Le marketing n’a pas toujours existé. Il trouve son fondement tant dans des principes philosophiques que dans l’évolution de l’économie, au début du siècle dernier. Voici quelques notions clé (non-exhaustif) :

  • La souveraineté et la rationalité des individus: Dotés du libre-arbitre (Saint-Augustin, XVème siècle), les humains sont rationnels (Descartes, XVIème siècle). Ils décident eux-mêmes ce qui est bon ou mauvais, de façon raisonnée et indépendante.
  • La poursuite de l’intérêt personnel: Les individus (et les entreprises) ont la volonté de maximiser leur bien-être et leurs profits. L’individualisme libéral (John Locke, XVIIème siècle) sert positivement la société dans son ensemble. En effet, la somme des intérêts particuliers fait l’intérêt général (principe de la « main invisible » théorisée par Adam Smith en 1776).
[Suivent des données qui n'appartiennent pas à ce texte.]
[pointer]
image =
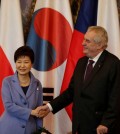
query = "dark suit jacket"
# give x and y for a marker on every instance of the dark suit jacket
(94, 100)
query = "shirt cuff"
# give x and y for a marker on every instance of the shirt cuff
(50, 107)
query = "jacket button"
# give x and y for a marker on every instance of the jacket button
(23, 126)
(25, 103)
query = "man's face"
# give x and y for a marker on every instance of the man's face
(90, 48)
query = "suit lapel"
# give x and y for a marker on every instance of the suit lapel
(32, 87)
(96, 68)
(17, 86)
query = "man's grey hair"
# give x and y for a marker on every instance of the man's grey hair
(101, 35)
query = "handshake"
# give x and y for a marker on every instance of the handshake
(40, 111)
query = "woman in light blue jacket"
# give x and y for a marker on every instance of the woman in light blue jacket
(21, 95)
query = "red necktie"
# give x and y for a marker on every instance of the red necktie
(89, 69)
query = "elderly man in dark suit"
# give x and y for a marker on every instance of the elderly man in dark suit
(94, 98)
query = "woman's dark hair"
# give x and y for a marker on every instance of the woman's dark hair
(24, 51)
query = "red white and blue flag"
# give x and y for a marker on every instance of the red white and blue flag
(49, 37)
(11, 37)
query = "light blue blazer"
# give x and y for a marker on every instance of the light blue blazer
(16, 118)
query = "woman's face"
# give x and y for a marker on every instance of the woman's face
(23, 65)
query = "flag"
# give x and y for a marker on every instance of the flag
(95, 12)
(11, 37)
(87, 16)
(108, 18)
(49, 37)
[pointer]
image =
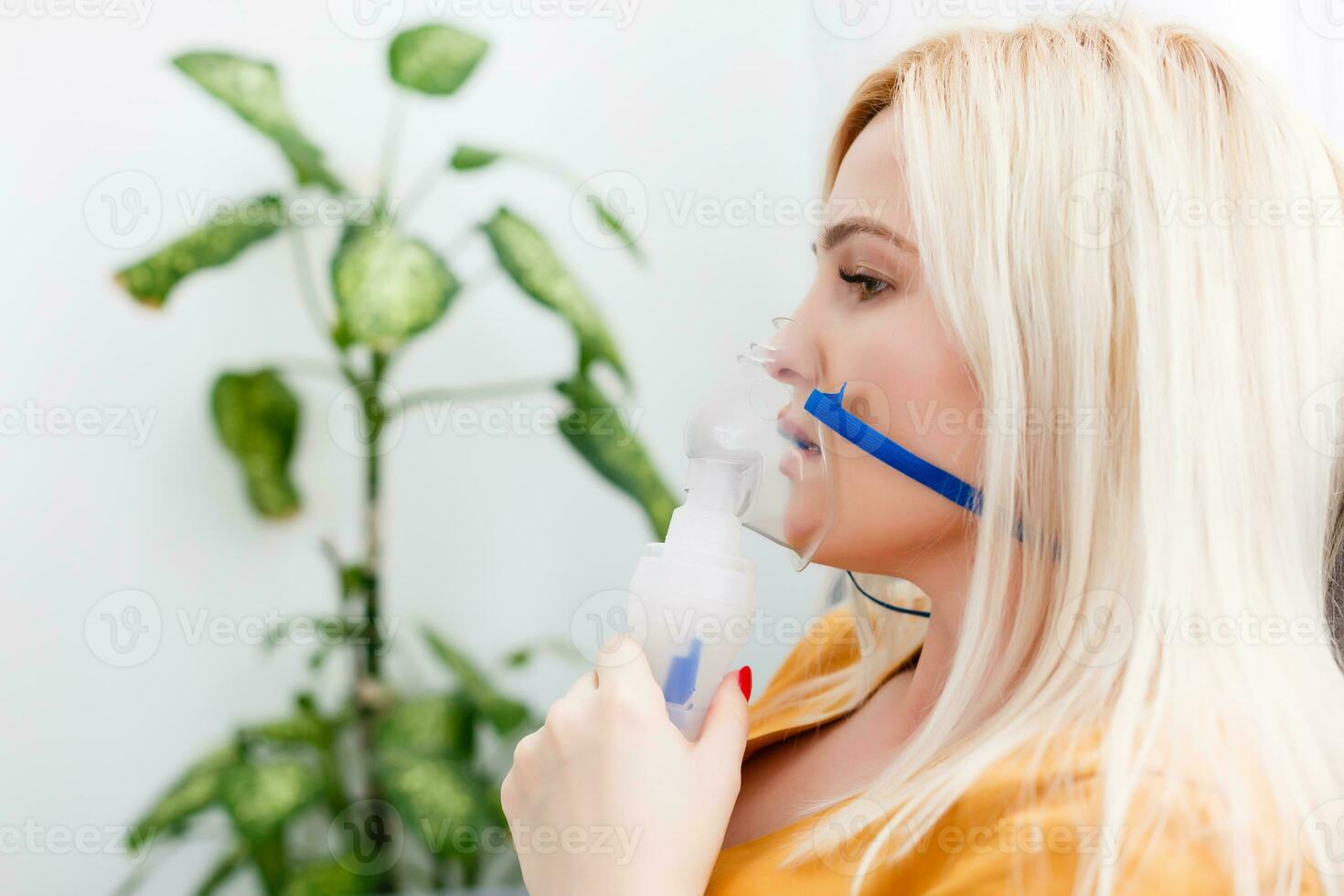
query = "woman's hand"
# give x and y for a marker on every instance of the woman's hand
(609, 797)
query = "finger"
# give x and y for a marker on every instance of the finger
(723, 738)
(583, 684)
(624, 667)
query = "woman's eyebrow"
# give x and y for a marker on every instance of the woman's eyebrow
(835, 234)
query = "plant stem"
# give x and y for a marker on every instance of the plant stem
(391, 146)
(374, 417)
(368, 687)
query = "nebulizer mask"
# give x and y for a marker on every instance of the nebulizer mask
(761, 454)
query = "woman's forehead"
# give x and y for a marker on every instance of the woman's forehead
(871, 180)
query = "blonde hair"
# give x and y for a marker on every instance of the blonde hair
(1201, 340)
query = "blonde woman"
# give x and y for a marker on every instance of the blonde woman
(1110, 261)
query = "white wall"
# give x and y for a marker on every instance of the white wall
(496, 540)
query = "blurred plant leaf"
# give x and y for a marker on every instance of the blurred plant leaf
(326, 879)
(468, 157)
(613, 223)
(532, 265)
(223, 869)
(436, 724)
(217, 243)
(261, 797)
(197, 790)
(474, 157)
(504, 713)
(519, 657)
(389, 286)
(251, 89)
(257, 420)
(434, 59)
(600, 434)
(437, 799)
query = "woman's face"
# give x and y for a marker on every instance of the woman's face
(877, 329)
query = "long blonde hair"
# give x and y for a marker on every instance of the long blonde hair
(1098, 211)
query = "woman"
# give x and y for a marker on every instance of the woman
(1108, 262)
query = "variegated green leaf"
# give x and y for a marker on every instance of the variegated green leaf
(437, 799)
(212, 245)
(261, 798)
(429, 726)
(197, 790)
(257, 420)
(503, 712)
(434, 59)
(389, 288)
(251, 89)
(474, 157)
(595, 429)
(532, 265)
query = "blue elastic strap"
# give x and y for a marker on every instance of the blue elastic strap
(828, 409)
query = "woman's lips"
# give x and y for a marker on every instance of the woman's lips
(804, 450)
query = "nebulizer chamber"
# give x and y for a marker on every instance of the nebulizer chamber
(754, 460)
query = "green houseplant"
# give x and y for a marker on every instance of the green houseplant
(405, 786)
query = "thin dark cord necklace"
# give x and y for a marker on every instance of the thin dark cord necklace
(883, 603)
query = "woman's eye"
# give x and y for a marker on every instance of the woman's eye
(869, 286)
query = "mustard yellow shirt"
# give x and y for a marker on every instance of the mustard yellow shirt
(1003, 835)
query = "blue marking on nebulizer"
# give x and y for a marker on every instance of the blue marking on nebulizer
(679, 684)
(828, 409)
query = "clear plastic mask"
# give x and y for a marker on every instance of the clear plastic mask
(754, 426)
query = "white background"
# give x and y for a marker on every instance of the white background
(722, 108)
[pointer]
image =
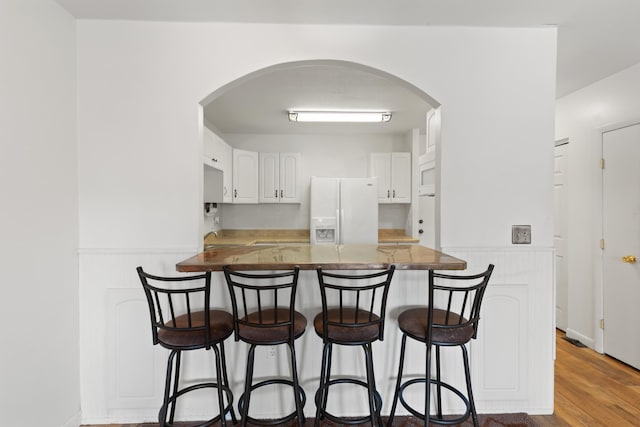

  • Le capitalisme: Pris au sens premier du terme, c’est un concept économique, sociologique et politique qui caractérise un système s’appuyant sur la propriété privée des moyens de production.  Selon Max Weber (1905), il remonte à la Réforme (=naissance du protestantisme) et a permis la concentration du capital nécessaire à l’avènement de la Révolution Industrielle dès le début du XIXème siècle.
  • L’économie de marché: C’est l’expression qui remplace aujourd’hui le terme de capitalisme. Il s’agit d’un système économique dans lequel l’offre et la demande se rencontrent et s’ajustent mutuellement par la variation libre des prix.
  • La concurrence: Corollaire de l’économie de marché, c’est une compétition entre les entreprises (systèmes d’offre) qui s’adressent à un même marché, aux mêmes besoins. Quand elle est libre, elle suppose en particulier : l’atomicité du marché (acheteurs et vendeurs nombreux), l’homogénéité des produits et la transparence de l’information permettant la comparaison entre les différentes offres (principe de la concurrence pure et parfaite théorisée par Léon Walras en 1874)
  • La mondialisation des échanges: liée à l’économie de marché et au principe de la concurrence, elle s’est développée avec la disparition des barrières commerciales entre les états-nations. Le concept est apparu avec Adam Smith, puis David Ricardo (la théorie des avantages absolus/comparatifs admet le commerce international comme un jeu à somme positive), mais a réellement pris effet au XXème siècle (notamment avec les accords du GATT en 1947 et la naissance de l’OMC en 1995).